Tags: Bagurat,  Gunk,  Mar'shuk,  Sachem,  Witch-king

Short Summary: The Witch-king interrogates the orc-leaders about the recent bridge crossing failure. Who's to blame?
Date (real-life): 2010-09-30
Scene Location: Mordain Camp; North Mirkwood

[+TIME] Middle-earth time is:
Mid Morning on Hevensday, Day 25 of January.
Execute the +TIMEFRAME command for year information.

Real time is: 17:49:08 MDT on Thu Sep 30 2010.

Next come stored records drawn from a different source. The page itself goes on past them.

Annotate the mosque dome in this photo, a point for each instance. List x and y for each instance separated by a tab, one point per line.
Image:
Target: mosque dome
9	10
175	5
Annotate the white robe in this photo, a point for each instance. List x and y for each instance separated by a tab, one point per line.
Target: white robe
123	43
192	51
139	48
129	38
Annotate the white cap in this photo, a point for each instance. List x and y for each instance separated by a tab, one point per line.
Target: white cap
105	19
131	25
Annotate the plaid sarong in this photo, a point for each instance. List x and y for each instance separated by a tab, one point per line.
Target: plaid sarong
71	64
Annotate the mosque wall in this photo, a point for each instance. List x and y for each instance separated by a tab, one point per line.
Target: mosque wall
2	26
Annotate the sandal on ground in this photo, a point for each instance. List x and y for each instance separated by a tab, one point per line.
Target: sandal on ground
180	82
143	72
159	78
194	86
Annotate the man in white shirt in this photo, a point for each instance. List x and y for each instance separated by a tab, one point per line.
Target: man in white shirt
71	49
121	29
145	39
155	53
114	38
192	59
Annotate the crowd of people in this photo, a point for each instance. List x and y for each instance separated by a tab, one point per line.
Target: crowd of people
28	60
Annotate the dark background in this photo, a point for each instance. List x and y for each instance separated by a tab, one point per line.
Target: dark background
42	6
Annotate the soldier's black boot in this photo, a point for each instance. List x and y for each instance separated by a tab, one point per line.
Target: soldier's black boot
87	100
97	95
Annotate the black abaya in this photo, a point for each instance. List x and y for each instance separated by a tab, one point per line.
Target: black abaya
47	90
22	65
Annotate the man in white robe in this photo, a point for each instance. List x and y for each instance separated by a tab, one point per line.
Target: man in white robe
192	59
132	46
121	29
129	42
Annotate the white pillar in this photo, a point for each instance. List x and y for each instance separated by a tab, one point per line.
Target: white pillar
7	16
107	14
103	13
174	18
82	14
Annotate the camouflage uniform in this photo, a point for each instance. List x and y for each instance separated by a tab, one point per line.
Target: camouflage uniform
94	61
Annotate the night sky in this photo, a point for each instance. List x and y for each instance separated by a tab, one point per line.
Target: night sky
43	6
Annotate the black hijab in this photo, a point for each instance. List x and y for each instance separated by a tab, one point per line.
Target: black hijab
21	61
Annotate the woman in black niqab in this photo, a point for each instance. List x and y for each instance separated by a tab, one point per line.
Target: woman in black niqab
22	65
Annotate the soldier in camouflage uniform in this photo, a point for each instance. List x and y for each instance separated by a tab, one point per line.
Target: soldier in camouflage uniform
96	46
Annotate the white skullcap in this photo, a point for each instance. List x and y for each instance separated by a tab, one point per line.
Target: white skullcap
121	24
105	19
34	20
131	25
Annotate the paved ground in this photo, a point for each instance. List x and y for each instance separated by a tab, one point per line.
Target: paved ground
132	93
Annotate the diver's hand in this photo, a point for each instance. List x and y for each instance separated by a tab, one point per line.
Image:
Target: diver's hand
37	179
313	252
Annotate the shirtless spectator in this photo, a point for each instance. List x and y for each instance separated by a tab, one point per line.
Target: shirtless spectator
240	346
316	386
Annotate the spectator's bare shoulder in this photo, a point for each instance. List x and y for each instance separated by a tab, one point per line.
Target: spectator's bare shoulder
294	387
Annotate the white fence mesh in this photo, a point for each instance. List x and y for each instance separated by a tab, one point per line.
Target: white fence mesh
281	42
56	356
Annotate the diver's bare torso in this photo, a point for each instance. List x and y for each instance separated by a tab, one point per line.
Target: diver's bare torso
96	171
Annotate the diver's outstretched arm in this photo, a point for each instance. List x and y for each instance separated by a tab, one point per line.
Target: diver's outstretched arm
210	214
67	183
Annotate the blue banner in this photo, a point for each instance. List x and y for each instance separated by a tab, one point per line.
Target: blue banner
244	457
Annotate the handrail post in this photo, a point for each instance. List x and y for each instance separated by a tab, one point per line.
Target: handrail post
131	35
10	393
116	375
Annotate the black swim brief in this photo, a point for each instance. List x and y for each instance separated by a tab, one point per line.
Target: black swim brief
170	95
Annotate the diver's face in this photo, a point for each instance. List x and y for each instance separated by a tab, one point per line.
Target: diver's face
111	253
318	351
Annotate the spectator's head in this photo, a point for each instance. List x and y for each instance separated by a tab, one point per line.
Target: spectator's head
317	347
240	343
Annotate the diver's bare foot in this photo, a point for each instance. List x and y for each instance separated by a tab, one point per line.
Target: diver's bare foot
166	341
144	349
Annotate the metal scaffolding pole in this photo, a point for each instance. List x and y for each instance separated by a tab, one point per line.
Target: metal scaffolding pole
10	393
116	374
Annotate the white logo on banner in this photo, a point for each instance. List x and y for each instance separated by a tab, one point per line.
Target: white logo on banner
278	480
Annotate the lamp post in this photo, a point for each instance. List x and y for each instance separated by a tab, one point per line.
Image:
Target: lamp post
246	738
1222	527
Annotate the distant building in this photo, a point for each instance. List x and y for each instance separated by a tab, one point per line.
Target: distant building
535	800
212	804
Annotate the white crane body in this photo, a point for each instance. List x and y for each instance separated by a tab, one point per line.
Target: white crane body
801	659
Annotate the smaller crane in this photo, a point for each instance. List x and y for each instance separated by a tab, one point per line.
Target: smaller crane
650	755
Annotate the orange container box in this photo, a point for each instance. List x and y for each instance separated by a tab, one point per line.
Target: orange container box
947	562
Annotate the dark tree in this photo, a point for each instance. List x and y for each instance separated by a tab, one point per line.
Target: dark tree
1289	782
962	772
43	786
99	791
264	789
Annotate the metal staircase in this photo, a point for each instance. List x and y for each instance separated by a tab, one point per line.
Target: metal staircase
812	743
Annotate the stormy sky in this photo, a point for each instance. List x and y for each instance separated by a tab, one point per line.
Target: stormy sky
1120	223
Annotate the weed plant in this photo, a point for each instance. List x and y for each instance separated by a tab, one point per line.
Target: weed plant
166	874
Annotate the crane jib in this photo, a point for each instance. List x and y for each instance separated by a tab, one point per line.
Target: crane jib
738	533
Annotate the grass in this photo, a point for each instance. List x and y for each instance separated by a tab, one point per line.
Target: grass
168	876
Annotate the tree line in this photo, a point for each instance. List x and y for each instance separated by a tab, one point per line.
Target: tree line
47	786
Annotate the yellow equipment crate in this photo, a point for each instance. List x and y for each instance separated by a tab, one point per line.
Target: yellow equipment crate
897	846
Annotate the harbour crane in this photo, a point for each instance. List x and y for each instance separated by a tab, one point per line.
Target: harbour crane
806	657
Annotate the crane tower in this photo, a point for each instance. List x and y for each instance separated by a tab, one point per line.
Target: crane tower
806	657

The view is blocked in most directions by towering dark trunks, holding heavy and crooked boughs hight above the ground. The gloomy ancient forest seems to draw more and more strenght from you as you travel deeper. Beneath you feets the forestbottom is frozen and around you the mid morning winter air is chilly.
The dim light hurt your eyes a little, but you think you can make out a gap between the trees west of you.

Few slender beams of sunshine merrily shines through the canopy, indicating that the sky overhead is clear and blue.

Uruk Camp(#25568en)
Morian Orc Camp
Orc Raiding Party(#18007n)

OOC: Time changed to night

(more) Missed the beginning of the log, but W-K has promoted Mar'shuk to Sergeant, and is displeased with a report he gives.

"Fetch me the Shaman," commands the Nazgul to the new Logaz of Dol Guldur, his hands lowering and the cowl now filled with naught but shadow. "She too will answer for this failure. It seems I must deal with this Elven rabble myself..."

Mar'shuk nods as the Nazgul sends him to find the Shaman.. Bagurat he thinks. "Yes M'lord." he says, bowing his head quickly before turning to amble off into the camp to find the shaman, if she's still alive!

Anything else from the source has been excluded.